How to use impression share data

Impression share (IS) is one of the most useful diagnostic metrics in Google Ads. It provides a clear view of your account’s performance and opportunities for improvement. By analyzing impression share, you can:

  • Measure your share of voice
  • Identify potential budget increases
  • Raise or lower bids
  • Monitor your position against competitors
  • Pinpoint areas to improve your quality score

You can analyze impression share data by keyword, ad group, or campaign. A quick review of the data can help you gain more impressions with your current targeting methods.

How impression share is calculated

Impression share is the percentage of times your ad was displayed compared to how often it was eligible to be displayed. However, there are some important caveats to understand before interpreting this data. This information comes from Google’s impression share help files.

1. Impression share is only counted if your ad is eligible to show.

2. Impression share is only counted when your ad is competitive enough to show in an auction.

How PMax complicates impression share data

If PMax shows an ad over your Search campaign, then Search isn’t eligible for the auction. This was confirmed in a LinkedIn discussion with Google executive Bryan Halicki.

As a result, your impression share data is recorded for PMax, not Search. However, with PMax, you can only see campaign-level impression data — not keyword-level.

If PMax shows over your Search keyword, that means your keyword doesn’t receive an impression and, therefore, no impression share.

Just because PMax can show an ad (meaning it was eligible and your Search campaign wasn’t) doesn’t mean it will. You’ll lose not only the potential impression but also the reporting for that keyword.

This affects many companies that watch impression share for specific keywords:

  • Brand terms
  • Competitor terms
  • Top keywords

How this impacts impression share analysis

Some Google Ads managers see their impression share increase while getting fewer Search impressions. While that may seem surprising, there’s a simple explanation:

To recap, impression share is the ratio of how often your ads are displayed versus how often they can be displayed. If PMax reduces your eligible impressions, they’re not counted in your Search impression share.

However, the most common reason for a higher impression share is a “max” bid strategy (clicks, conversions, or revenue). Since Search spends less budget on lost impressions, the bid strategy can increase your bids and lower your lost impression share.

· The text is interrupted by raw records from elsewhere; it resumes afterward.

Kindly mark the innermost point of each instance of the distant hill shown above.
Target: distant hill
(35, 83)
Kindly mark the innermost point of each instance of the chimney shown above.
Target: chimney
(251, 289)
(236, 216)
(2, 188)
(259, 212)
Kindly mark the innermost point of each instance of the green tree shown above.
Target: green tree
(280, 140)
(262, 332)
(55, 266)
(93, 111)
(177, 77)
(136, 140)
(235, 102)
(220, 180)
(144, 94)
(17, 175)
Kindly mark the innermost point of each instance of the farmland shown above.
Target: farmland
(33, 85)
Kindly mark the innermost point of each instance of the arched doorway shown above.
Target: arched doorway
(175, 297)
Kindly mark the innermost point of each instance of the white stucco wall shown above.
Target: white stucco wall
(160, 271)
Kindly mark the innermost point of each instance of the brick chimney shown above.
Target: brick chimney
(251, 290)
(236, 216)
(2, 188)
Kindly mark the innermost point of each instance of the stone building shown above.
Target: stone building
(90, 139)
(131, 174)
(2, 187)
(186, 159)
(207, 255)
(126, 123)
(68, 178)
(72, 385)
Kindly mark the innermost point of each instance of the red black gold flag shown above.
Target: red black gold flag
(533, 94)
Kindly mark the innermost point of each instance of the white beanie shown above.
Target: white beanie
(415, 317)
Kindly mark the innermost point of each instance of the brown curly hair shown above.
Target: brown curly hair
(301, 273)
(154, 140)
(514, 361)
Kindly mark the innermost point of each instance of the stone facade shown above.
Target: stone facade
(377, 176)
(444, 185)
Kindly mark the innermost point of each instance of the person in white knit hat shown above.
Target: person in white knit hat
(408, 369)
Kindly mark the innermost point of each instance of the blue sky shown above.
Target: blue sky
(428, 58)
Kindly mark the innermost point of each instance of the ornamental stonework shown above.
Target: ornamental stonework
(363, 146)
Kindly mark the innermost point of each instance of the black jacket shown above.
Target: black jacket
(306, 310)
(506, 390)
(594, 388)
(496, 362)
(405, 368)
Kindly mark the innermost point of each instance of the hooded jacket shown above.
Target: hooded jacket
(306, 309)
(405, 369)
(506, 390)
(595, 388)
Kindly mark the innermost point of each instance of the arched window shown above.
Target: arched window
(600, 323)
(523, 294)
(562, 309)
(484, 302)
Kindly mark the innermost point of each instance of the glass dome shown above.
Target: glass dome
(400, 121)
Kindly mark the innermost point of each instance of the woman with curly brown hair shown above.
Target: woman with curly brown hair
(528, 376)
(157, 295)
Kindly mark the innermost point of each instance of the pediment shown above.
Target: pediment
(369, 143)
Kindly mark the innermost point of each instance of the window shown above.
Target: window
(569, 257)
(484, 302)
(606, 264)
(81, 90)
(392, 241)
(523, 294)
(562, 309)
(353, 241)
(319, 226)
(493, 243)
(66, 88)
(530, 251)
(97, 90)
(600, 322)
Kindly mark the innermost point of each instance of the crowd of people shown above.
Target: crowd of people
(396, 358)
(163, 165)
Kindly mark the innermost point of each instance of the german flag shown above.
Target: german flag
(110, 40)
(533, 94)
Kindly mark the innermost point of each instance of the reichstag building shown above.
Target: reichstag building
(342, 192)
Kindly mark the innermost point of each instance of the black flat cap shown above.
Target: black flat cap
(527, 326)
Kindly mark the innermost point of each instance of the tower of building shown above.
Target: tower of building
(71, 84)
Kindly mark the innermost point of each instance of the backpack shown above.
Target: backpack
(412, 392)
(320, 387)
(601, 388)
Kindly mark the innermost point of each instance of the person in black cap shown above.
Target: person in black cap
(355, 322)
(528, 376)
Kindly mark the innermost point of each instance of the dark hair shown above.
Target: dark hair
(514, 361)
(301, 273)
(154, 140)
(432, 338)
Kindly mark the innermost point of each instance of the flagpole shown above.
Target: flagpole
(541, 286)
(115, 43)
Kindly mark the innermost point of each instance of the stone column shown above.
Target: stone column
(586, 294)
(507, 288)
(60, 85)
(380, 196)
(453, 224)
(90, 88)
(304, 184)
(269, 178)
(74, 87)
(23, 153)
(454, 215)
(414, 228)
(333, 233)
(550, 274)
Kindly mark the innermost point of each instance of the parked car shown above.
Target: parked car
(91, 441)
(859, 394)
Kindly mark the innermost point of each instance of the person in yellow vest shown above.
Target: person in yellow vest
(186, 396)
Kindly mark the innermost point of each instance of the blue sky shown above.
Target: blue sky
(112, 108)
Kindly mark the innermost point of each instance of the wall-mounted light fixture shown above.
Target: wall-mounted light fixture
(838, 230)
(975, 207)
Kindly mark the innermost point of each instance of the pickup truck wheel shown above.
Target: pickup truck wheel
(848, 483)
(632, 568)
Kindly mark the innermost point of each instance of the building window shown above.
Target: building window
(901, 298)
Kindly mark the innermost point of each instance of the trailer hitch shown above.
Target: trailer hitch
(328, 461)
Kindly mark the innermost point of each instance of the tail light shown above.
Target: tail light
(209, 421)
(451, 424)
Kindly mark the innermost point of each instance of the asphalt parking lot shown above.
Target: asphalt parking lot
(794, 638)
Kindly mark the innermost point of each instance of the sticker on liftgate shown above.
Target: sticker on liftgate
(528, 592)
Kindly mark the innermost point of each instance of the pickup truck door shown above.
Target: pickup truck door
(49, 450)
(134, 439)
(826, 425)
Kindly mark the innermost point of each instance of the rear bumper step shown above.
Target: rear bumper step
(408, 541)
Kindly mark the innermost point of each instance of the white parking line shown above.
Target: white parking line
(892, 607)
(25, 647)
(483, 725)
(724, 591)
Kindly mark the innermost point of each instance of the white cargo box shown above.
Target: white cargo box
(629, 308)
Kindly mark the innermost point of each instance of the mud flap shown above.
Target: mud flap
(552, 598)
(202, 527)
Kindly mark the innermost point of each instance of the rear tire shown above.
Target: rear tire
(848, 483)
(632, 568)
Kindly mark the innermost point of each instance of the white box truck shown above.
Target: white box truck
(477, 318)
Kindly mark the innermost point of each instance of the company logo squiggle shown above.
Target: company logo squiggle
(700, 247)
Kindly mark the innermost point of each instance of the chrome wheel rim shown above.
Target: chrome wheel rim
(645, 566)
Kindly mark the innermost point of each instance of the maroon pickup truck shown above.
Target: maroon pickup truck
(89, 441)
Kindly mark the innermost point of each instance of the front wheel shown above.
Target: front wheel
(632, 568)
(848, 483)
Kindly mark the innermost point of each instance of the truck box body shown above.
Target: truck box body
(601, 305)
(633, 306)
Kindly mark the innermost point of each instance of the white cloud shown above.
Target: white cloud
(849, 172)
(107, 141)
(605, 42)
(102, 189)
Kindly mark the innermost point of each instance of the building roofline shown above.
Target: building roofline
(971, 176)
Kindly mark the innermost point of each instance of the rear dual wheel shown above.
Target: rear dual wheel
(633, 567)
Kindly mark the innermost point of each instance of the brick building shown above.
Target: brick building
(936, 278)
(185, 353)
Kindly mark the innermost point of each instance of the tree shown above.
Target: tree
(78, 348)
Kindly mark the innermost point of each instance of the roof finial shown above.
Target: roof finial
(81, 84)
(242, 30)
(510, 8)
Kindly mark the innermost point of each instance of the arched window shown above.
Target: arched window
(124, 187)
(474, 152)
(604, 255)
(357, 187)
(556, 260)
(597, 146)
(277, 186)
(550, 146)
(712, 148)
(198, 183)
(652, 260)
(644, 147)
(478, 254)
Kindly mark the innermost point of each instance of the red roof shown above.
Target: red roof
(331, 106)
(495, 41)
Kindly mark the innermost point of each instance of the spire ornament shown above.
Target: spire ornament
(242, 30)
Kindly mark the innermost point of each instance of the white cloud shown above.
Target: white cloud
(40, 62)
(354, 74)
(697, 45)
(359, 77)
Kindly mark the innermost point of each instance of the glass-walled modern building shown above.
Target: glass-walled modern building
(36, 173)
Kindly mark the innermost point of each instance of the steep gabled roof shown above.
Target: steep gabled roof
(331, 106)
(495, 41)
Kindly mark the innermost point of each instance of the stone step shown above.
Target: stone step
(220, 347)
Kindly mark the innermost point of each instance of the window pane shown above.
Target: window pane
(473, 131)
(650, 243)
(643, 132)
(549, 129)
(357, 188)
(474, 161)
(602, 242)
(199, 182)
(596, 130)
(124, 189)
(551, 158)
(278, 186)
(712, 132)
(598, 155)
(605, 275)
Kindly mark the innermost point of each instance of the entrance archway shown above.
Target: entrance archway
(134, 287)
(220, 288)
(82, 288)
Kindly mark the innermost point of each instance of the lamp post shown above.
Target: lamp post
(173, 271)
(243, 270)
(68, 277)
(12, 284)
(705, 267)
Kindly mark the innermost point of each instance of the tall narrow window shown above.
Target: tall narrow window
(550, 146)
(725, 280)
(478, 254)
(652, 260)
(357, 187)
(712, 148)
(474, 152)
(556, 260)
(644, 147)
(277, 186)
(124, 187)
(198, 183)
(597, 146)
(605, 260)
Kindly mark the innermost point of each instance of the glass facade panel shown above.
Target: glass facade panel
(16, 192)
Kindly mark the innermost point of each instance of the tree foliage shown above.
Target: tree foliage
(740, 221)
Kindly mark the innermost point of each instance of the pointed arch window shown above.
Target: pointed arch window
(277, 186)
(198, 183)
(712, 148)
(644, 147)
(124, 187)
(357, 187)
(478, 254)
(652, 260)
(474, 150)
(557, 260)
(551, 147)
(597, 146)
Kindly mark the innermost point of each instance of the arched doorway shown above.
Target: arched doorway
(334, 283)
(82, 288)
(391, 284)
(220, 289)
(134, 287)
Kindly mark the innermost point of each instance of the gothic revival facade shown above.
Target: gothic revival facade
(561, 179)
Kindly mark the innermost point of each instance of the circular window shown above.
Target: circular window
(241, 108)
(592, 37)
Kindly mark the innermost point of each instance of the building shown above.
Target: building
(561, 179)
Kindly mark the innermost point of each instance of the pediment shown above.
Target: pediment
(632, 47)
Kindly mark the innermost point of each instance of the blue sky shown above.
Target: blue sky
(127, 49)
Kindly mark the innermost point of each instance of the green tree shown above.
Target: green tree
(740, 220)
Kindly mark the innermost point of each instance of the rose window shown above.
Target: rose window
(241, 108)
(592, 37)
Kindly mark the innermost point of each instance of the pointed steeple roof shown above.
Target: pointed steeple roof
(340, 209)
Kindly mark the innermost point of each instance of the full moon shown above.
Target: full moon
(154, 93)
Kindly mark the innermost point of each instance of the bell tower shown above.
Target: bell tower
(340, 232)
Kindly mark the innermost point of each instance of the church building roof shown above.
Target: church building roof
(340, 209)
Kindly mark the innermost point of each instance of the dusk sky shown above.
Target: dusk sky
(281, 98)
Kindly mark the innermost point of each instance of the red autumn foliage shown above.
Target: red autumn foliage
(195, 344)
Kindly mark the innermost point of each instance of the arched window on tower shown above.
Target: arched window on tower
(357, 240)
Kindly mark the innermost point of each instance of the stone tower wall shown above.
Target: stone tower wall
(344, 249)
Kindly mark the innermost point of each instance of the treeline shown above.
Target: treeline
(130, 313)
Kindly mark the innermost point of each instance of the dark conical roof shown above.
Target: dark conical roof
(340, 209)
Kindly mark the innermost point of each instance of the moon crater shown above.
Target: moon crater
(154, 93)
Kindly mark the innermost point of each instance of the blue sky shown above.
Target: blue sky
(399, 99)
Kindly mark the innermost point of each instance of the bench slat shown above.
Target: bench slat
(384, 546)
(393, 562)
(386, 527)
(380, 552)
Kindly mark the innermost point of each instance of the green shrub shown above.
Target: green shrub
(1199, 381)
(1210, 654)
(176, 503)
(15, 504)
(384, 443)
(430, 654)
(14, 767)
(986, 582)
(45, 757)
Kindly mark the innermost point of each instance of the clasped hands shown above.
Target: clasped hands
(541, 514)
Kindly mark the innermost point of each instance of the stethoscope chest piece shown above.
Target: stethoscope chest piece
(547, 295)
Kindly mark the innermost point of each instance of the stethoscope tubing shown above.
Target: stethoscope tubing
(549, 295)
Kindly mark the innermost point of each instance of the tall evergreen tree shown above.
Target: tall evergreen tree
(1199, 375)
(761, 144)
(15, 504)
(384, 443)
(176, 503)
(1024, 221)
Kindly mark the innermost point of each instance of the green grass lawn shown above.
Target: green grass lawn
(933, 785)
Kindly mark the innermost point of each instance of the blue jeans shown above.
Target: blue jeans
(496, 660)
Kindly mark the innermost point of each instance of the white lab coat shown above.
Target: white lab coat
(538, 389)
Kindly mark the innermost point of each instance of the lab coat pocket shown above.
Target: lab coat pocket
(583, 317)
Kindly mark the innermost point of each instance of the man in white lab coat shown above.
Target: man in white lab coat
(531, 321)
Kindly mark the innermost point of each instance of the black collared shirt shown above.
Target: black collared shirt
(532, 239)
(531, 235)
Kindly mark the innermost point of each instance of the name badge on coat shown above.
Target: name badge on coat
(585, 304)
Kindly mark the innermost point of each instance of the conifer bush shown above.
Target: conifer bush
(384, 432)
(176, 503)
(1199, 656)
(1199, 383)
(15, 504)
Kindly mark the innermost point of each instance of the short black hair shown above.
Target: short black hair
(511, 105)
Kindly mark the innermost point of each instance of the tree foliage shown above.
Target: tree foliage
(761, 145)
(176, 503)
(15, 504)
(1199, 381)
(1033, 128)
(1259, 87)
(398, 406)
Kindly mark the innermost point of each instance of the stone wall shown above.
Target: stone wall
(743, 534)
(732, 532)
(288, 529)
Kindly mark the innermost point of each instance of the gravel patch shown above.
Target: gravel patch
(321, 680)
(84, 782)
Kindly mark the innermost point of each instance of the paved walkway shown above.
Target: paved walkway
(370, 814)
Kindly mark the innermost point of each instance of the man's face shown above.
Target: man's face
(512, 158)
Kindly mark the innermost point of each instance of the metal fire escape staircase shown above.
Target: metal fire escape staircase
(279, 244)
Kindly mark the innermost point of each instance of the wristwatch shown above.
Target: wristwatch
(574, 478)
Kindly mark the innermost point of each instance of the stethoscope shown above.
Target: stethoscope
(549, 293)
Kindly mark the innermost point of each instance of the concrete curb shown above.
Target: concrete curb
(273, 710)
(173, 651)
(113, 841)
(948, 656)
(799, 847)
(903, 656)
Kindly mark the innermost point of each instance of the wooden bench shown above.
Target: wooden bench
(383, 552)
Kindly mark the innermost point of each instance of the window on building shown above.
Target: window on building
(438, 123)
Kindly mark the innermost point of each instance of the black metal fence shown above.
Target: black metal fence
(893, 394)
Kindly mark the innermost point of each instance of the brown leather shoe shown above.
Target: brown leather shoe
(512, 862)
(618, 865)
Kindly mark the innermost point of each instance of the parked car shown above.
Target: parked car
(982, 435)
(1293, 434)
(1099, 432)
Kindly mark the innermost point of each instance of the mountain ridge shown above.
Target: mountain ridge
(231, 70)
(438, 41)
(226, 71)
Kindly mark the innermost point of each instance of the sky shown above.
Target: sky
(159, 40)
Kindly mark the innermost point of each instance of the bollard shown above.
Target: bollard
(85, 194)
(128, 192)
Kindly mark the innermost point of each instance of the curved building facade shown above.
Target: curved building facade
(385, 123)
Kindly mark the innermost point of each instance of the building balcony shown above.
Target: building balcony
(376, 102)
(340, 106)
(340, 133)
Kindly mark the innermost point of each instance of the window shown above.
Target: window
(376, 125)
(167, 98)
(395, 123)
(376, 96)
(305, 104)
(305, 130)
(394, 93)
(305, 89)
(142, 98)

This creates a situation where you can get fewer impressions and a higher impression share. (While that’s the most common scenario, there are many others.)

It can be confusing when Search campaigns have fewer conversions and an increase in impression share due to PMax. In an ideal scenario, PMax obtains the lost conversions, and the account doesn’t see a net loss.

In reality, PMax has a worse conversion rate than Search. Therefore, when impressions move from Search to PMax, the account often loses conversions overall.

Wrap-up

To track impression share accurately, it’s essential to add your top search terms as exact match keywords. This simple step will help you prioritize Search over PMax, safeguard your IS data, and ensure your account’s success for those search terms. (You can see the full research and process here.)

Impression share is one of the best diagnostic tools available. Ensuring your data is accurate will give you a considerable boost in determining the best strategies for capturing impressions and growing your account’s conversions.